The fact is it was Biden who completely mangled the issue in the debate. And Chafetz admits this:
[Biden] sa[id] that "Article I of the Constitution defines the role of the vice president of the United States, that's the Executive Branch." It is true that Article I mentions the vice president, but Article I is devoted entirely to the legislative branch. In fact, let's look at what Article I, section 3, clause 4 actually says: "The Vice President of the United States shall be President of the Senate, but shall have no Vote, unless they be equally divided."
But then Chafetz decides to rewrite Gwen Ifill's awful question:
Although Palin never directly answered Ifill's question, she seemed generally supportive of Cheney's position [on privilege claims], whereas Biden was clearly opposed.
This is simply false.

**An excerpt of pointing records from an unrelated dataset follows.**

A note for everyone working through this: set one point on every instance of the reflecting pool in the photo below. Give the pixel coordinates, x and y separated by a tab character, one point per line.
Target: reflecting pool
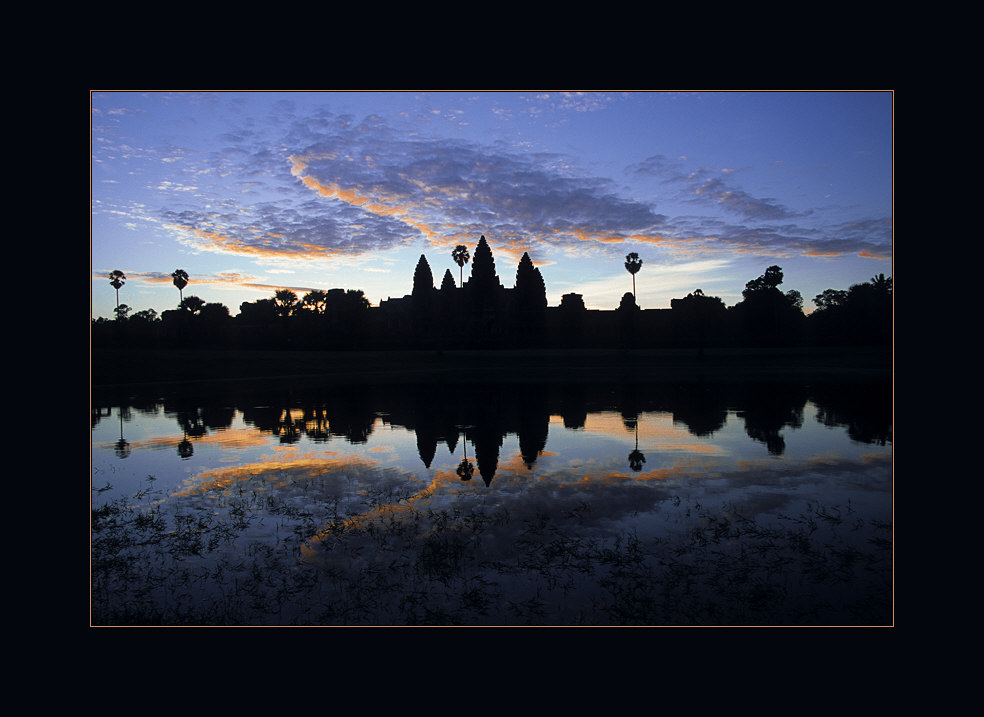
549	503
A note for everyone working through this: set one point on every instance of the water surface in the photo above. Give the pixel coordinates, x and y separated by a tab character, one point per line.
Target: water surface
552	503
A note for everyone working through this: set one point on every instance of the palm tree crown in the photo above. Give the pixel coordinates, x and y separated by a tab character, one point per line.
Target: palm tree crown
180	279
116	279
461	257
632	265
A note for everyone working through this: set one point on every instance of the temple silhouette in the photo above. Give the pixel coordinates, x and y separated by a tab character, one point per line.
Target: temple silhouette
483	313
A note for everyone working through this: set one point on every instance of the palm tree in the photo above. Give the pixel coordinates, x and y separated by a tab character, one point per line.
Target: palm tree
632	265
180	279
116	279
461	257
286	302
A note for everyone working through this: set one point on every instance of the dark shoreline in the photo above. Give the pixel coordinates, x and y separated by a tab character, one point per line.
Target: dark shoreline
142	367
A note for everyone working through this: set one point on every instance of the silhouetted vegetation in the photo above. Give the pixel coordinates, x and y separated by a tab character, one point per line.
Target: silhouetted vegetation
481	313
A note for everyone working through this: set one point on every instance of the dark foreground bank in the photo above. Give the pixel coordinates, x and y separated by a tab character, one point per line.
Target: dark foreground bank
150	367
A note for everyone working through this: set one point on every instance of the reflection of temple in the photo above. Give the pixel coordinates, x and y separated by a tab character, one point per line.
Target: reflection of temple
482	413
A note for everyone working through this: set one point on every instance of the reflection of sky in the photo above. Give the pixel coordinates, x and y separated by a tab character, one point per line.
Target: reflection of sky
587	458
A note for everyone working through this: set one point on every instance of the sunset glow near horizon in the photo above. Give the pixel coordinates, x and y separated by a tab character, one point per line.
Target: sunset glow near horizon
251	192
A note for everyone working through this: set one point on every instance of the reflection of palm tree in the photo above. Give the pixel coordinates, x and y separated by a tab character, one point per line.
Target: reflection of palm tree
636	459
116	279
180	279
122	448
465	468
461	257
632	265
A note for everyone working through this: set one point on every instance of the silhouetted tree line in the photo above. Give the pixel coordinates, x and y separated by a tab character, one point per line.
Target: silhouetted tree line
486	413
481	313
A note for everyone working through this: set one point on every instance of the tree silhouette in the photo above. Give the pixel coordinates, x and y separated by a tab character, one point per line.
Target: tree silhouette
461	257
632	265
636	457
116	279
316	300
286	302
180	279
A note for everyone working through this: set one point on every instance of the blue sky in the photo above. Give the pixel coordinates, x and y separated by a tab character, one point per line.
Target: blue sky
250	192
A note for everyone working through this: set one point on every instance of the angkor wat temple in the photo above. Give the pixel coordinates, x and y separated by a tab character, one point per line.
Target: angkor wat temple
482	313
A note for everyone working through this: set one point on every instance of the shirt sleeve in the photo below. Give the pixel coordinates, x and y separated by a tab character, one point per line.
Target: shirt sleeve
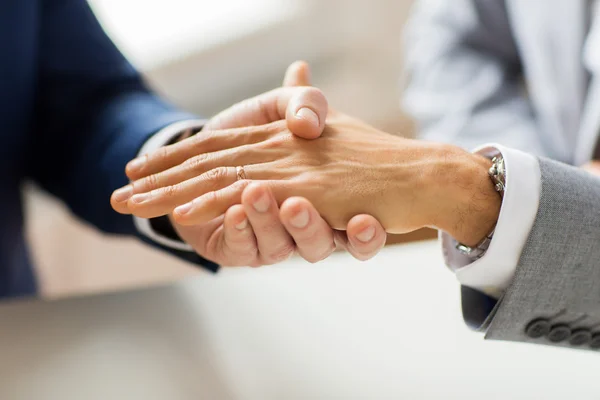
163	138
494	271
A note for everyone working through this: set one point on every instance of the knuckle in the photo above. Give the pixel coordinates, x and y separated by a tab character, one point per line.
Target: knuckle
161	154
150	182
170	191
216	174
196	163
281	253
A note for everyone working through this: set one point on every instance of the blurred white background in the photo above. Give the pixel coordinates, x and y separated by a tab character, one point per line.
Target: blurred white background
206	55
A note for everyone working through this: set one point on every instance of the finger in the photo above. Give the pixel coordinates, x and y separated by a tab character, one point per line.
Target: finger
304	107
297	74
162	201
313	236
212	204
365	237
194	167
238	245
306	113
204	142
274	242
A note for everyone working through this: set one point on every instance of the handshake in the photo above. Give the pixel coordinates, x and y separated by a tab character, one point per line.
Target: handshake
283	173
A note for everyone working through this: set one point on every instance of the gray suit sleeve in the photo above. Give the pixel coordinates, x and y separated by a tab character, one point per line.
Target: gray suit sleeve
555	295
464	79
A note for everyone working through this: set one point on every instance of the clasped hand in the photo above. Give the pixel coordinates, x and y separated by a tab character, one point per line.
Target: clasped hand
256	231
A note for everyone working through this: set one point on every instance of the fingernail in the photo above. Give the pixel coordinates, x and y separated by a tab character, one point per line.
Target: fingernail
300	220
366	235
123	194
308	115
184	209
242	225
136	164
262	204
140	198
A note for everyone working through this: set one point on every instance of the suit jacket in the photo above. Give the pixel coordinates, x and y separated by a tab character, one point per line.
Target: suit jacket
73	111
525	74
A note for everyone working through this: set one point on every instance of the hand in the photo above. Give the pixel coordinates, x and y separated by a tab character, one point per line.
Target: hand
352	168
244	236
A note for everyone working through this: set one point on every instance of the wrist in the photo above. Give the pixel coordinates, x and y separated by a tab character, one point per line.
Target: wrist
470	203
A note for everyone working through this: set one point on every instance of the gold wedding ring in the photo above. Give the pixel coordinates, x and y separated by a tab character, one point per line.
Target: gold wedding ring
241	174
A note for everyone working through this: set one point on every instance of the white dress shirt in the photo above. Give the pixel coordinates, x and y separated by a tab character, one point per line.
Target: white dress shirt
493	272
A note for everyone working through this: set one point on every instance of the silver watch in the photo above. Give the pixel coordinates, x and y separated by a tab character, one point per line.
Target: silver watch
497	174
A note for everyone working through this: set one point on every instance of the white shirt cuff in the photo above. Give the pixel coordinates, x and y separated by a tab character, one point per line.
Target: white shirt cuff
493	273
161	138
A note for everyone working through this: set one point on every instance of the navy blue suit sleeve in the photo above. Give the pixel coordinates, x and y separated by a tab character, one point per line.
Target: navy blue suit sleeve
93	115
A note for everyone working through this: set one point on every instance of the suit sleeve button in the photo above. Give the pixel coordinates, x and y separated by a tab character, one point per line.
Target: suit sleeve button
580	337
537	328
558	333
595	342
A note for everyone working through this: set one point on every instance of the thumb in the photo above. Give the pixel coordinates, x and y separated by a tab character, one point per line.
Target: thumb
304	119
297	74
304	109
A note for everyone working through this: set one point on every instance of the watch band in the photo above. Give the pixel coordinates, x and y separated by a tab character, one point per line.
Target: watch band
497	174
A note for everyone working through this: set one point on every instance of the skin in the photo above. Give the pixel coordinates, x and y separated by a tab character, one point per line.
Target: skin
246	235
352	168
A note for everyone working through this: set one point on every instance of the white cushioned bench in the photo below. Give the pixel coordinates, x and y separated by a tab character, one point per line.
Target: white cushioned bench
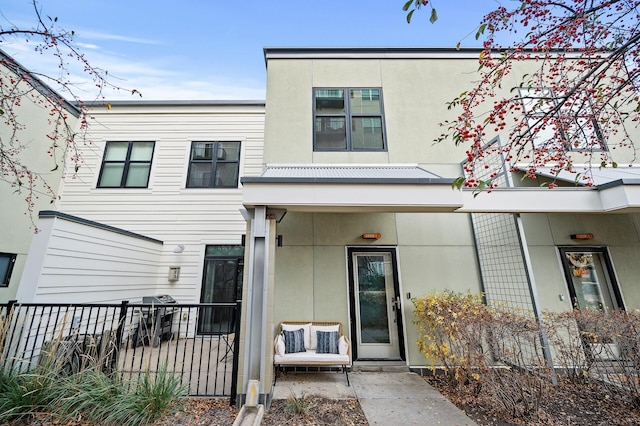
321	346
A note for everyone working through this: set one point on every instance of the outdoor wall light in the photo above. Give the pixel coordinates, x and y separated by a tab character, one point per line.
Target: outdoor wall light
587	236
371	236
174	273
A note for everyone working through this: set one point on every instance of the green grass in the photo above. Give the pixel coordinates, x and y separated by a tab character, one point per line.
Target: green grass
90	395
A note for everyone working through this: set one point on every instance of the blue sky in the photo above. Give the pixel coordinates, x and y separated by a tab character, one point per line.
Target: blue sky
212	49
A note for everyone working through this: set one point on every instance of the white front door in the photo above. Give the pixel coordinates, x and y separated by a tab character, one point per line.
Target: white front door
376	305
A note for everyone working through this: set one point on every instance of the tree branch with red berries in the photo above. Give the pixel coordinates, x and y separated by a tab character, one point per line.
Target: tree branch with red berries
67	120
576	110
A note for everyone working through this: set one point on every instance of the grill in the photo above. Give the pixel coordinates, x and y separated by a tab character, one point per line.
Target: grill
156	321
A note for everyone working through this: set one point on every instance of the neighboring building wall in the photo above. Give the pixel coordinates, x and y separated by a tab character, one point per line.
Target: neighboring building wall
167	210
17	227
620	233
72	260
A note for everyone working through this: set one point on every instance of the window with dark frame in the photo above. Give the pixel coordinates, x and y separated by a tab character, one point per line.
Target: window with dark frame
348	119
574	121
214	165
126	165
7	260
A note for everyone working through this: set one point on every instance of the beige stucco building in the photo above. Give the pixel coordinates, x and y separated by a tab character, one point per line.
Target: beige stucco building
329	201
361	198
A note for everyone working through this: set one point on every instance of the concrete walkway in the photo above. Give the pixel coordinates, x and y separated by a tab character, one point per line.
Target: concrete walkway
387	398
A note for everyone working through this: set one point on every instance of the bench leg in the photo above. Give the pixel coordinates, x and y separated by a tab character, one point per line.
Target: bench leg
275	374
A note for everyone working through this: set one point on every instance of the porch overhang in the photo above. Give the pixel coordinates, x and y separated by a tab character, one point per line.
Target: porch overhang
335	188
387	189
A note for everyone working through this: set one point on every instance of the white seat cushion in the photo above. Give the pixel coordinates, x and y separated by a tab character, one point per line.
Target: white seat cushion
310	357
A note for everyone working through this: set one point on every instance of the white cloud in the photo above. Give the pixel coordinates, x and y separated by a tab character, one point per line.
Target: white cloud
162	78
95	35
88	46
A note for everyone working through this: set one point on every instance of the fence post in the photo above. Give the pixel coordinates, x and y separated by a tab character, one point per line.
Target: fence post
236	352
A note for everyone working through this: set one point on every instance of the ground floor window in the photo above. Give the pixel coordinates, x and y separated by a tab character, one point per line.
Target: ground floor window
221	283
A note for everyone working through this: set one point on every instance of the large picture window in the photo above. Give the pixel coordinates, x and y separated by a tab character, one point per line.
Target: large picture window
348	120
126	165
214	165
572	123
7	261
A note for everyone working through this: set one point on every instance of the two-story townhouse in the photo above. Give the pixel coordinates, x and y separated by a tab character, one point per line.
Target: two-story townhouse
154	207
28	125
345	201
354	214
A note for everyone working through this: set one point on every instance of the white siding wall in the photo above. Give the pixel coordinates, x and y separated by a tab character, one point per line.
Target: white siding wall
73	262
16	228
166	210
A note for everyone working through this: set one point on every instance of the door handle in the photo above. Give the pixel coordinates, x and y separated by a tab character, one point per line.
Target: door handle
396	303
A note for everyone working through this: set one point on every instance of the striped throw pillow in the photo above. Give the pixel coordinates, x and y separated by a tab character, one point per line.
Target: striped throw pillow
293	341
327	342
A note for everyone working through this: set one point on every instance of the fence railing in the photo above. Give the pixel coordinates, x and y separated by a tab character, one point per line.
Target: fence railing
196	342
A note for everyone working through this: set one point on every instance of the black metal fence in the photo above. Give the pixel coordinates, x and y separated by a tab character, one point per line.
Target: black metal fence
196	342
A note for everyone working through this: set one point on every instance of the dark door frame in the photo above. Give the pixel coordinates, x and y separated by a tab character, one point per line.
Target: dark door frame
352	300
608	264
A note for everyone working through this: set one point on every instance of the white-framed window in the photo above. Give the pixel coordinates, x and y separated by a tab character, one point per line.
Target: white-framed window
126	165
348	119
571	124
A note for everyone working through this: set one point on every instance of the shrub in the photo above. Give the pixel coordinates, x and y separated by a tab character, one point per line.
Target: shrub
298	405
469	340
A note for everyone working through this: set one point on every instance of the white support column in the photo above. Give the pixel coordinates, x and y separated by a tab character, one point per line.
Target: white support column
257	299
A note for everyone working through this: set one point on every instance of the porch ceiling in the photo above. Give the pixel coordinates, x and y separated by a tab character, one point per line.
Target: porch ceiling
348	188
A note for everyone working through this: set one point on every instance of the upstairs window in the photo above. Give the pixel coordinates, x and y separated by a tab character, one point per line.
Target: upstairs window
573	122
126	165
348	120
7	261
214	165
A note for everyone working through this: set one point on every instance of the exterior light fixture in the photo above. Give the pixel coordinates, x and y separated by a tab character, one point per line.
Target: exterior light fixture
371	236
587	236
174	273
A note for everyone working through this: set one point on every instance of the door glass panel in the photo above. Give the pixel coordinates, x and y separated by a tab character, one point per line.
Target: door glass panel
221	285
590	282
372	296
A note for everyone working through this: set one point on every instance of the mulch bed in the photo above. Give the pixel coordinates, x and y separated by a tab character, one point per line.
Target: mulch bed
321	412
563	404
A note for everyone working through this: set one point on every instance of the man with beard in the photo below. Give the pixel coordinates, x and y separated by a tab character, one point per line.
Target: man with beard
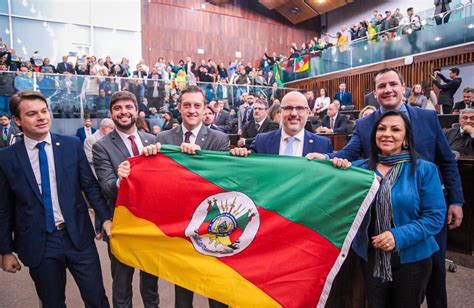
292	139
124	142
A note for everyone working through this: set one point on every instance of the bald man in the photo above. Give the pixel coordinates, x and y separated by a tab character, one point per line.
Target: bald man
292	139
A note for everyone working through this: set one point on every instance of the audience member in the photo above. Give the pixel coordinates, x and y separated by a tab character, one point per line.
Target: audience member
461	139
344	97
448	88
260	123
334	122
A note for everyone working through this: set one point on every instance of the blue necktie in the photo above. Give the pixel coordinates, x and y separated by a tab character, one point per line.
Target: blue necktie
289	147
46	187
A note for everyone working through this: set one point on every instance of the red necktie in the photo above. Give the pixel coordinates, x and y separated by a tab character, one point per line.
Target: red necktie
134	145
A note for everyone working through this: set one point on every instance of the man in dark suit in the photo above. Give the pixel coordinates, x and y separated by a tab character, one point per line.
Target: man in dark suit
86	131
431	144
333	122
261	123
448	88
192	135
222	117
43	213
7	131
107	154
292	139
64	66
344	97
461	139
467	100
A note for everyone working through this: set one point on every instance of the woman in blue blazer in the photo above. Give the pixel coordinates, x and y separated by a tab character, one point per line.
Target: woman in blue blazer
396	240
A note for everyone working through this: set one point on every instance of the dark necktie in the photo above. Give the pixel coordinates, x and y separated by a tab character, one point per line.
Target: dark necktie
187	136
46	187
134	145
5	133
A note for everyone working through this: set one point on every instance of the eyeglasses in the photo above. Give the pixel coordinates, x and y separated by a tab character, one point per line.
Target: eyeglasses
299	109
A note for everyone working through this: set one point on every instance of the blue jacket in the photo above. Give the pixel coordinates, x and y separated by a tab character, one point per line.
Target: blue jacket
419	212
21	204
429	141
269	143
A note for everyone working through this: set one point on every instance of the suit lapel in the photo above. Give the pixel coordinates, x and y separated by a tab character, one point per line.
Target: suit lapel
118	142
22	156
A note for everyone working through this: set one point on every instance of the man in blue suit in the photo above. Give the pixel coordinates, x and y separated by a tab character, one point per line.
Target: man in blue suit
86	131
43	214
432	145
292	139
344	97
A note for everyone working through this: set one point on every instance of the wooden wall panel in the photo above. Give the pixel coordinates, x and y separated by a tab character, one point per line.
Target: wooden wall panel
359	80
172	30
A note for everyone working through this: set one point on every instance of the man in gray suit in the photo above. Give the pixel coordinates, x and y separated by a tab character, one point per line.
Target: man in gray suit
192	135
107	154
7	131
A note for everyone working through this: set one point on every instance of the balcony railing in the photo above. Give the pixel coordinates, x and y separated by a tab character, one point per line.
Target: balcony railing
402	43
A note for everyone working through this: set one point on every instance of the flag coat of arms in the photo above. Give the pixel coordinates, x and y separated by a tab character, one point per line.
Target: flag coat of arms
260	231
302	64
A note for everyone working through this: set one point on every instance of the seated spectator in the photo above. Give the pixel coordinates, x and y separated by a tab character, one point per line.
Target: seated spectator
366	111
322	103
7	88
23	81
344	97
467	100
260	123
208	118
461	138
333	122
417	98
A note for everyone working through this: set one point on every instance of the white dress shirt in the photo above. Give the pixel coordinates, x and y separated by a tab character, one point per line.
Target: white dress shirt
297	144
128	143
33	155
195	131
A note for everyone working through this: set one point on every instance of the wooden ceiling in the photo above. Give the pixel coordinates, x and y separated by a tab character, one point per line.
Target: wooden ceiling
297	11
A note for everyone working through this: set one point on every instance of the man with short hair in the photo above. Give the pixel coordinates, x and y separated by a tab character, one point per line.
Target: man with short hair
344	97
105	127
467	100
292	139
448	88
192	135
107	154
222	117
43	213
431	144
86	131
260	123
7	131
461	139
333	122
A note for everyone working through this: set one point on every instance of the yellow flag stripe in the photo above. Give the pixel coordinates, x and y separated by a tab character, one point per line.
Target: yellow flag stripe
141	244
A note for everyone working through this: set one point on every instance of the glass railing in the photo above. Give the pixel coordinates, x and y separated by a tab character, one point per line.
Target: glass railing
391	44
73	97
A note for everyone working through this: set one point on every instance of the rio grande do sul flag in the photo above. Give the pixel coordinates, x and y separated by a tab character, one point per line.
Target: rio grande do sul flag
301	64
260	231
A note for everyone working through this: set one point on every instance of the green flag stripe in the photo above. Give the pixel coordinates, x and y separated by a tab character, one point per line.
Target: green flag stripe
311	193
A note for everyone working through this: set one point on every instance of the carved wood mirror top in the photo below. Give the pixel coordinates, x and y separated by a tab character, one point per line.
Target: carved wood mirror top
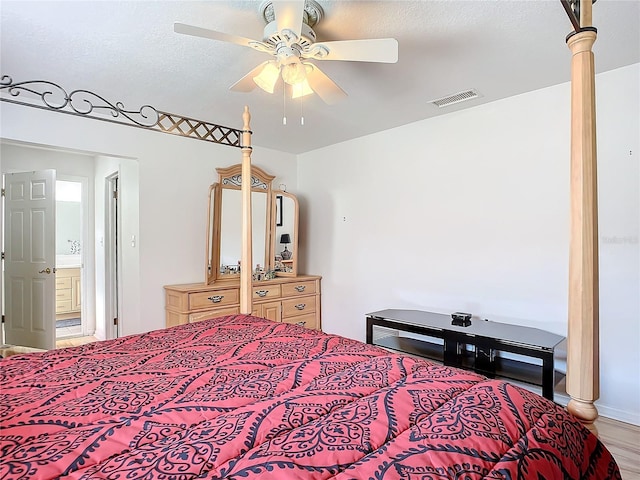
273	214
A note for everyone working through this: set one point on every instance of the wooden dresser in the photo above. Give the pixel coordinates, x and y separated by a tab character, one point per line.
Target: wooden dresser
283	299
68	292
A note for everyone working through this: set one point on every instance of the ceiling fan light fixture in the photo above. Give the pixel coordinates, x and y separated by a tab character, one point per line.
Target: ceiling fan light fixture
301	89
294	73
268	77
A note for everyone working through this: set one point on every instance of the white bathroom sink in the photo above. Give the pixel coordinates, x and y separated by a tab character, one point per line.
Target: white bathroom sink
68	261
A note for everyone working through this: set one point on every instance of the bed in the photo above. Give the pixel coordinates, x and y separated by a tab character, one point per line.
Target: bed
244	397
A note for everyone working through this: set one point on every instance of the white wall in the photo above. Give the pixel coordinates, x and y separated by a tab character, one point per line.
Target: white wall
174	175
470	211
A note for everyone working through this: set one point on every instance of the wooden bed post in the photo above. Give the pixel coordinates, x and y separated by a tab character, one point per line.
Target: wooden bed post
246	267
583	372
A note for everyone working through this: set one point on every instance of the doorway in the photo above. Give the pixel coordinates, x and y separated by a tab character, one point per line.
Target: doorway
90	300
71	207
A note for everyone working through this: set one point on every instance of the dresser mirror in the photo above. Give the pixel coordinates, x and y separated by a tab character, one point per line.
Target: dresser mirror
273	214
285	238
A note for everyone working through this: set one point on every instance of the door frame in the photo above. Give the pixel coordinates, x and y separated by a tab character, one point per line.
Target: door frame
112	257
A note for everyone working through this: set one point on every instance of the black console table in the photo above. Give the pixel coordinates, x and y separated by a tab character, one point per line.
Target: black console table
486	340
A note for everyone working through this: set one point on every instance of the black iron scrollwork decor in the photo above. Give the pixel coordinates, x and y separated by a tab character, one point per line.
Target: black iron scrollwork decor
88	104
82	102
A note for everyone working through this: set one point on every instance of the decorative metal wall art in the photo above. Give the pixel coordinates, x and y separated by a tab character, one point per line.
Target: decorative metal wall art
91	105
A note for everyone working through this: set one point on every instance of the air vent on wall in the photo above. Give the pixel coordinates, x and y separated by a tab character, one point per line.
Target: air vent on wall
455	98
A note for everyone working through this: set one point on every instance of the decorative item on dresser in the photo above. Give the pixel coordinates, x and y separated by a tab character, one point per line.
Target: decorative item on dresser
278	292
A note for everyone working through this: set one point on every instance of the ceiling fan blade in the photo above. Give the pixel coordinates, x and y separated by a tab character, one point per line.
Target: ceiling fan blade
246	83
289	15
327	89
223	37
381	50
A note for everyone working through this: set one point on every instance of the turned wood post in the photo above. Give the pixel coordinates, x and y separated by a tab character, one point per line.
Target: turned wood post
583	370
246	267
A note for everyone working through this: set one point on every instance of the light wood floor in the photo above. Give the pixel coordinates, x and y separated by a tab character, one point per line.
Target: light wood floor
622	439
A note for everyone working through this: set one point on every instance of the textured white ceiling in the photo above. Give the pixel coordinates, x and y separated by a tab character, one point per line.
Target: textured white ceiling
127	51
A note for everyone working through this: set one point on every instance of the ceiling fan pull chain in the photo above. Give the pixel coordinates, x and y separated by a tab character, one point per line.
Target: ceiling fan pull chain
284	103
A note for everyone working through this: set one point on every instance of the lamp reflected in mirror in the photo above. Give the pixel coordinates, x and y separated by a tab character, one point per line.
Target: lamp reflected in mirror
285	239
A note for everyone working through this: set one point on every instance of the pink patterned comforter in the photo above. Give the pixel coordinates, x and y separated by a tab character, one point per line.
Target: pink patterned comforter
241	397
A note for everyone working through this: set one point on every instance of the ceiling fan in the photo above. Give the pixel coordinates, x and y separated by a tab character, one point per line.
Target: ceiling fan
288	36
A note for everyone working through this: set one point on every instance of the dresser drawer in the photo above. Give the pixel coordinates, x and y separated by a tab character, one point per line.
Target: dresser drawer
213	298
264	292
298	306
218	312
306	321
298	288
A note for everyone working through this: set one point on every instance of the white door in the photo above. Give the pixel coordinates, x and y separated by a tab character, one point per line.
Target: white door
29	245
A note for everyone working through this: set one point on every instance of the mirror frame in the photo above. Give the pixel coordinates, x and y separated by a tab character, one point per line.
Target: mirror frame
294	232
231	178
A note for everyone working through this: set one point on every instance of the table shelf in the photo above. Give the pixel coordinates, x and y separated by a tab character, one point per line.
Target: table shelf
484	348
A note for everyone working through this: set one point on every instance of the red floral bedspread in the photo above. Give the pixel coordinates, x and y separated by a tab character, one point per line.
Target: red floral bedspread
241	397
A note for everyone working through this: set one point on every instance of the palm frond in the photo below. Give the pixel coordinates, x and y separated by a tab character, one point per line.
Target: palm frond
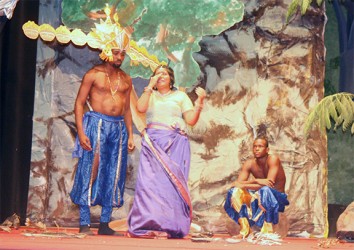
338	107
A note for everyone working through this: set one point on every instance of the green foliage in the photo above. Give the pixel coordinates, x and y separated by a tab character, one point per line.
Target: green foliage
169	29
302	4
338	107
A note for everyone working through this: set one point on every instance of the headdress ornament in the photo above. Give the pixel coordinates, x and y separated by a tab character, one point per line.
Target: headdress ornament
106	35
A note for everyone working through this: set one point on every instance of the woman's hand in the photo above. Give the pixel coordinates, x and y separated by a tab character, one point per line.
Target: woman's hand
131	145
201	94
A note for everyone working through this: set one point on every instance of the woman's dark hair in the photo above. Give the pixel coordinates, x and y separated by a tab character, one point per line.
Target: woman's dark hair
170	72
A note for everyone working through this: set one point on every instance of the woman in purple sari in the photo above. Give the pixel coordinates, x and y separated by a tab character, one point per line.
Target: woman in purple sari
162	205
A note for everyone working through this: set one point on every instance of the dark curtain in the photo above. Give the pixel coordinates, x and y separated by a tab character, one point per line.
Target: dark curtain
17	82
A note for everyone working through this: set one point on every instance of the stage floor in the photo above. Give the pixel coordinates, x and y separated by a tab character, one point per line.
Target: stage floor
64	239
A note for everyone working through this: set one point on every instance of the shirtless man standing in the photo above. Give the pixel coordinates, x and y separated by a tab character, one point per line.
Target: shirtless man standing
105	136
257	201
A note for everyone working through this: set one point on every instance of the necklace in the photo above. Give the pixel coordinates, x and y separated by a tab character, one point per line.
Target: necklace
113	87
165	94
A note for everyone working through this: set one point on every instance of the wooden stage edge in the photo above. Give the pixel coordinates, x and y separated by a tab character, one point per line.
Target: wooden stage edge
68	238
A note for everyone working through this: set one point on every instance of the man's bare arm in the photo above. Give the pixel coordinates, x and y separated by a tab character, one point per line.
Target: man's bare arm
128	117
81	98
273	168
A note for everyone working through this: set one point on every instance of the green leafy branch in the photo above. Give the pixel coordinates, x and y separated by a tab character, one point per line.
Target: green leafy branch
338	107
303	5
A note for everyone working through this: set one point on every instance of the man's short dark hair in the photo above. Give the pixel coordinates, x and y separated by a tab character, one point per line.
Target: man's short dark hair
262	137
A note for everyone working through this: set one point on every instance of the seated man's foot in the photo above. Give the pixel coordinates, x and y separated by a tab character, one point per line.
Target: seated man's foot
85	229
104	229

Let's review exactly what Ifill asked:
IFILL: Governor, you mentioned a moment ago the constitution might give the vice president more power than it has in the past. Do you believe as Vice President Cheney does, that the Executive Branch does not hold complete sway over the office of the vice presidency, that it it is also a member of the Legislative Branch?
Chafetz may have wanted Ifill to ask the question he presents, but she did not. She simply was ignorant of the issue. Indeed, Ifill is, like most of the Media (see how NYTimes Ed Board mangled it), is pretty ignorant on most every issue. Palin answered the question Ifill asked, and correctly in my view.
Chafetz writes:
[I]t should give us pause that both vice presidential candidates have some pretty strange ideas about the history and structure of the office to which they aspire.
I submit that of the 3 people on the stage that night, Palin was the one who got it right on that question. Ifill had no idea what the issue was about and Biden was the one who got it just plain wrong. It is ridiculous that the Left and the Left allies in the Media tried to use this episode to attack Palin. For it was the Media and the Democratic candidate who embarrassed themselves in this episode, not Sarah Palin.